Al-Shabab insurgents have attacked a police station in northern Kenya in what they say is retaliation for Kenya's ongoing military incursion into Somalia.
Kenyan soldiers have been in Somalia since October, 2011
Somali insurgent group al-Shabab on Thursday claimed responsibility for the killing of at least six Kenyan police and government employees in northern Kenya.
This coincides with claims by Kenyan troops that they have scored a major victory against al-Shabab in the southern and central regions of Somalia.
The Islamist militia has carried out a series of attacks against Kenyan targets in the border region since Kenya sent troops into Somalia in October 2011. This was in response to a string of kidnappings of tourists and aid workers inside Kenya, which were blamed on al-Shabab.
For an assessment of the latest clashes, Deutsche Welle spoke to Anneli Botha, a senior researcher with the International Crime in Africa Program at the Institute for Security Studies in Pretoria.
Deutsche Welle: Against the background of the latest clashes, how worried should refugees and humanitarian aid workers in this region be?
Anneli Botha: I think in any situation when you deal with al-Shabab, it's very difficult to place on a map exactly where they are and keep them under control.

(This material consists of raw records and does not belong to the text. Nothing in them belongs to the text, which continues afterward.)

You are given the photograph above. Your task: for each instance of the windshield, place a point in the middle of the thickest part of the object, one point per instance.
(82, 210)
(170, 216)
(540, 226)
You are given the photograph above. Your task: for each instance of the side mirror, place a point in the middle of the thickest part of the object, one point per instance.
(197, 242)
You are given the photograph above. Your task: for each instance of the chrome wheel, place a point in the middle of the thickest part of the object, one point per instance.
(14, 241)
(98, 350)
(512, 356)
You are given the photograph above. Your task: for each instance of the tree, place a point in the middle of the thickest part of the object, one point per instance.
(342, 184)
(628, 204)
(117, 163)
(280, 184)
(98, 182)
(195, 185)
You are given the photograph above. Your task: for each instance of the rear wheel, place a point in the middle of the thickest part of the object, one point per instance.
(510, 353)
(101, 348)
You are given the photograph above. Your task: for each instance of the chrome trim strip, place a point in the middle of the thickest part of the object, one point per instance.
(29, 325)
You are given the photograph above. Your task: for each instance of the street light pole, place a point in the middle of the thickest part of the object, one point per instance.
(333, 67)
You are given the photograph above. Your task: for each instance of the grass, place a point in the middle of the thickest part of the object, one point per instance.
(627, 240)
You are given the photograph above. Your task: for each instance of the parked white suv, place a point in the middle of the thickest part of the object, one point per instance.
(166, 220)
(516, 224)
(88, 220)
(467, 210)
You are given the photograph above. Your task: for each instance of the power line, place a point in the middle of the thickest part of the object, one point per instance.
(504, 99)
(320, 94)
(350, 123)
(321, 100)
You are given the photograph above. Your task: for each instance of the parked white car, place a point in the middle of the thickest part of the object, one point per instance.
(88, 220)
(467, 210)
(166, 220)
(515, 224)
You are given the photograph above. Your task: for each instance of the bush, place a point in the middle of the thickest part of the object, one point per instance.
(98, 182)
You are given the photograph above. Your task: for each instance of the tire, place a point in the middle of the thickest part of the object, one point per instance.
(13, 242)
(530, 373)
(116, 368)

The situation is very fluid, and whether it's a refugee camp in Kenya or whether it's the whole bush area, it is a matter of great concern at this stage.
Al-Shabab have made Somalia a dangerous place for aid workers
What kind of reaction should we expect from the Kenyan forces after the killing of a number of Kenyan policemen?
I think Kenya hoped that, if it would start to engage in Somalia and control those areas, then the situation would definitely improve. But as we saw last year too, the Kenyans bombed an area they suspected was under the control of a high-ranking al-Shabab official, an area that had already been liberated by Kenyan forces. It's an example of how you can push your forces through and say "this area is now under control" but it's really difficult to maintain that.
You are not dealing with a conventional military force here, you're dealing with an insurgency and you absolutely need the assistance of the locals, to provide information about exactly who is al-Shabab and who is not. So you can send in forces as you wish but you need to have a situation where people say, "we are sick and tired of this and we have to find a peaceful solution." You're not going to find peace through the use of military force.
Al-Shabab claimed responsibility for this attack in Mogadishu last October
What exactly is known about this al Qaeda-related group, known as al-Shabab? Who is behind it?
The fact remains that, although there are links with al Qaeda, as there are links between al Qaeda und forces in the Maghreb and now with Boko Haram [in Nigeria], the issue of concern remains a domestic one. The fact that they are allying themselves with al Qaeda is a way to present themselves as something bigger and greater than they are. Whenever people hear the name 'al Qaeda' they take note, and al-Shabab know this and use it to their advantage.
Are efforts underway to bring the two sides together for talks?
The problem with negotiations is: who do you talk to? This applies particularly to al-Shabab and the various factions within al-Shabab. You can have only a few fighters within an organization but those few fighters can create havoc within society. So the situation is that negotiations are the best approach to take; the problem is that all factions need to be willing to sit around a table and discuss these matters and at this stage, I don't see that.